B.2. De verwijzende rechter vraagt aan het Hof of het voormelde artikel 4, in zoverre het van toepassing is op het hoger beroep gericht tegen een vonnis op grond van het vroegere artikel 75 § 2 van dezelfde wet, bestaanbaar is met de artikelen 10 en 11 van de Grondwet “doordat het afwijkt van het in artikel 50, tweede lid van het Gerechtelijk Wetboek verankerde algemeen beginsel van de verlenging van de termijn van hoger beroep tot 15 september, wanneer de termijn begint te lopen en verstrijkt binnen de gerechtelijke vakantie”.

Ten aanzien van de vergelijkbaarheid

B.3.1. Volgens de Ministerraad zouden de partijen die tussenkomen in een faillissementsprocedure - waarbij, zoals te dezen, hoger beroep wordt ingesteld tegen een vonnis op grond van het vroegere artikel 75 § 2 van de Faillissementswet - en de partijen die tussenkomen in een andere procedure, geen voldoende vergelijkbare categorieën van personen zijn; de faillissementsprocedure zou een zeer specifieke procedure zijn die aan eigen regels is onderworpen.

B.3.2. Wat het begin- en eindpunt van de termijnen voor het aanwenden van de rechtsmiddelen betreft, bevinden de personen die zijn betrokken in een faillissementsprocedure en diegenen die hoger beroep instellen tegen een beslissing die in een andere procedure is gewezen, zich in een situatie die voldoende vergelijkbaar is.

De exceptie wordt verworpen.

Ten gronde

B.4. Het verschil in behandeling tussen bepaalde categorieën van personen dat voortvloeit uit de toepassing van verschillende procedureregels in verschillende omstandigheden houdt op zich geen discriminatie in. Van discriminatie zou slechts sprake zijn indien het verschil in behandeling dat voortvloeit uit de toepassing van die procedureregels een onevenredige beperking van de rechten van de daarbij betrokken personen met zich zou meebrengen.

B.5.1. Artikel 2, eerste lid van de Faillissementswet stelt de voorwaarden van faillietverklaring vast: om failliet te worden verklaard, moet de natuurlijke persoon of rechtspersoon koopman zijn, moet die persoon op duurzame wijze hebben opgehouden te betalen en moet diens krediet geschokt zijn.

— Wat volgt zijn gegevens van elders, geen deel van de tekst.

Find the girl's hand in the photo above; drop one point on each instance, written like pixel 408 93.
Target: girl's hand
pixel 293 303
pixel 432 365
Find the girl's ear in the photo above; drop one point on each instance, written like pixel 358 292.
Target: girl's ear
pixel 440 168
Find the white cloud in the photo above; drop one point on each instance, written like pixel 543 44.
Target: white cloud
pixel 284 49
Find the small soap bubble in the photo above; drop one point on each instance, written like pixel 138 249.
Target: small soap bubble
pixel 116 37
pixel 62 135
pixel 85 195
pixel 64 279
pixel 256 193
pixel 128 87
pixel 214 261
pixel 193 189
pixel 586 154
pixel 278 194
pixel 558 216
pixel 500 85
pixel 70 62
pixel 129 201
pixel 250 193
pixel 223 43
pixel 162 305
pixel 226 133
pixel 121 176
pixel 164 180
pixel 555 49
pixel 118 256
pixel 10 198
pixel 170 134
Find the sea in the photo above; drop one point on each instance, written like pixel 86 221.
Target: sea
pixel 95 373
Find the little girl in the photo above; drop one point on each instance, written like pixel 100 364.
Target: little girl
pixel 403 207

De faillissementswetgeving regelt aldus een zeer specifieke situatie en doet dat bovendien aan de hand van een geheel van zeer autonome rechtsregels die voornamelijk worden gegroepeerd in de voormelde wet van 8 augustus 1997.

B.5.2. Met de Faillissementswet van 8 augustus 1997 beoogde de wetgever een snelle en vlotte afwikkeling van de faillissementsprocedure teneinde het normale marktmechanisme zo weinig mogelijk te verstoren en teneinde de situatie van alle betrokkenen, en vooral van de schuldeisers, zo snel mogelijk uit te klaren (Parl. St. Kamer 1991-92, nr. 631/1, p. 29).

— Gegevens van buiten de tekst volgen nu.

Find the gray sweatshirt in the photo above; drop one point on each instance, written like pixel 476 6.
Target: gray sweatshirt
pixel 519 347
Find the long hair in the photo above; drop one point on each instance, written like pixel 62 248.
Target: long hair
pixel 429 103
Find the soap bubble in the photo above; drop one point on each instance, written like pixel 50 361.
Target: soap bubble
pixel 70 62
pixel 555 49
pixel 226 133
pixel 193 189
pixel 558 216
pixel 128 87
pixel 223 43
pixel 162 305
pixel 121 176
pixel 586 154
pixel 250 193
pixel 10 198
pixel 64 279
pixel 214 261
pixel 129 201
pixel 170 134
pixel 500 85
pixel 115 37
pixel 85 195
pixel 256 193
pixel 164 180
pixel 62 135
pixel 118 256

Die bekommernis vindt een weerklank in de parlementaire voorbereiding waarin de keuze van de wetgever wordt becommentarieerd om verscheidene bepalingen van het Gerechtelijk Wetboek, waaronder artikel 50, tweede lid, niet toe te passen:

“Gezien de enorme risico's waaraan ze het handelsleven blootstellen dienen economische dode ondernemingen uit de markt te verdwijnen. Een snelle en vlotte afwikkeling van de faillissementsprocedure dient erover te waken dat de normale marktmechanismen niet worden verstoord. Langdurige faillissementsprocedures scheppen bovendien een sfeer van onzekerheid voor alle betrokkenen, en niet in het minst voor de schuldeisers die lange tijd in het ongewisse blijven over de recuperatie van hun vorderingen. Langdurige procedures, en meer bepaald de procedurekosten die hiermee gepaard gaan, bezwaren daarenboven nodeloos de boedel.

(Voorbeeld: […] de artikelen van het Gerechtelijk Wetboek die verlenging van termijnen wegens afstand of gerechtelijk verlof mogelijk maken worden onverzoenbaar met de vereiste van snelheid geacht; […])” (Parl. St. Kamer 1991-92, nr. 631/13, p. 28).

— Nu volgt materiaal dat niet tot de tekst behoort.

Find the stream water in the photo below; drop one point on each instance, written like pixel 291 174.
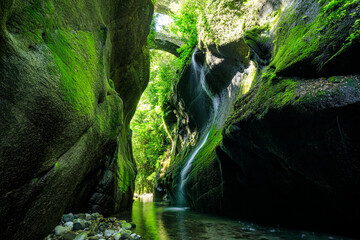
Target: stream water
pixel 155 221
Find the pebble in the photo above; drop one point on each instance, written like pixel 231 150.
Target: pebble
pixel 81 236
pixel 109 233
pixel 69 236
pixel 60 230
pixel 87 216
pixel 77 226
pixel 68 217
pixel 69 225
pixel 92 226
pixel 126 225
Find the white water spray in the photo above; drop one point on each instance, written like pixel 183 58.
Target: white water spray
pixel 199 73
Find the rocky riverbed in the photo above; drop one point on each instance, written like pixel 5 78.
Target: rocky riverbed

“In het algemeen zullen de bepalingen van het Gerechtelijk Wetboek toepasselijk zijn op de faillissementsprocedures. Het was dan ook nodig te preciseren dat de artikelen van het Gerechtelijk Wetboek die verlengingen van termijnen mogelijk maken en onverzoenbaar zijn met de eisen van een snelle afwikkeling van het faillissement, te deze niet toepasselijk zijn” (Parl. St. Kamer 1991-92, nr. 631/1, p. 4).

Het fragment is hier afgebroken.